The DAKOTA (Design Analysis Kit for Optimization and Terascale Applications) toolkit provides a flexible, extensible interface between analysis codes and iteration methods. DAKOTA contains algorithms for optimization with gradient and nongradient-based methods, uncertainty quantification with sampling, reliability, stochastic expansion, and interval estimation methods, parameter estimation with nonlinear least squares methods, and sensitivity/variance analysis with design of experiments and parameter study capabilities. (Solution verification and Bayesian approaches are also in development.) These capabilities may be used on their own or as components within advanced algorithms such as surrogate-based optimization, mixed integer nonlinear programming, mixed aleatory-epistemic uncertainty quantification, or optimization under uncertainty. By employing object-oriented design to implement abstractions of the key components required for iterative systems analyses, the DAKOTA toolkit provides a flexible problem-solving environment for design and performance analysis of computational models on high performance computers.
The Developers Manual focuses on documentation of DAKOTA design principles and class structures; it derives principally from annotated source code. For information on input command syntax, refer to the Reference Manual, and for more details on DAKOTA features and capabilities, refer to the Users Manual.

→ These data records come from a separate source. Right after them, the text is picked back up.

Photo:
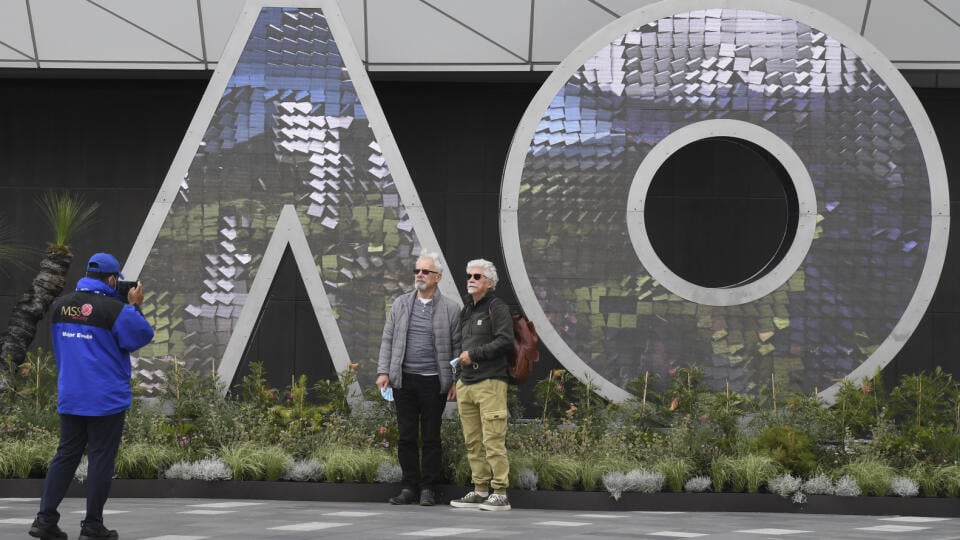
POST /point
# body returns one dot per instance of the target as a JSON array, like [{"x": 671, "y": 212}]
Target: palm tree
[{"x": 68, "y": 214}]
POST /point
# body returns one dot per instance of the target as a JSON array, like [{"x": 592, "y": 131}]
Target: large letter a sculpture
[{"x": 289, "y": 119}]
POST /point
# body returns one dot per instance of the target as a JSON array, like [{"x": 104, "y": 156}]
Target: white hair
[
  {"x": 433, "y": 256},
  {"x": 489, "y": 270}
]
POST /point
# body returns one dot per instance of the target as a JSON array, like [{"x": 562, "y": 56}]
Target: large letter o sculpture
[{"x": 861, "y": 153}]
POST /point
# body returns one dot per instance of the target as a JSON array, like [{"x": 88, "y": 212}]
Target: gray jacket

In DAKOTA, the strategy creates and manages iterators and models. In the simplest case, the strategy creates a single iterator and a single model and executes the iterator on the model to perform a single study. In a more advanced case, a hybrid optimization strategy might manage a global optimizer operating on a low-fidelity model in coordination with a local optimizer operating on a high-fidelity model. And on the high end, a surrogate-based optimization under uncertainty strategy would employ an uncertainty quantification iterator nested within an optimization iterator and would employ truth models layered within surrogate models. Thus, iterators and models provide both stand-alone capabilities as well as building blocks for more sophisticated studies.
A model contains a set of variables, an interface, and a set of responses, and the iterator operates on the model to map the variables into responses using the interface. Each of these components is a flexible abstraction with a variety of specializations for supporting different types of iterative studies. In a DAKOTA input file, the user specifies these components through strategy, method, model, variables, interface, and responses keyword specifications.
The use of class hierarchies provides a mechanism for extensibility in DAKOTA components. In each of the various class hierarchies, adding a new capability typically involves deriving a new class and providing a set of virtual function redefinitions. These redefinitions define the coding portions specific to the new derived class, with the common portions already defined at the base class. Thus, with a small amount of new code, the existing facilities can be extended, reused, and leveraged for new purposes. The following sections tour DAKOTA's class organization.
Class hierarchy: Strategy.
Strategies provide a control layer for creation and management of iterators and models. Specific strategies include:
SingleMethodStrategy: the simplest strategy. A single iterator is run on a single model to perform a single study.
HybridStrategy: hybrid minimization using a set of iterators employing a corresponding set of models of varying fidelity. Coordination approaches among the iterators include collaborative, embedded, and sequential approaches, as embodied in the CollaborativeHybridStrategy, EmbeddedHybridStrategy, and SequentialHybridStrategy derived classes.
Class hierarchy: Iterator. Iterator implementations may choose to split operations up into run-time phases as described in Understanding Iterator Flow.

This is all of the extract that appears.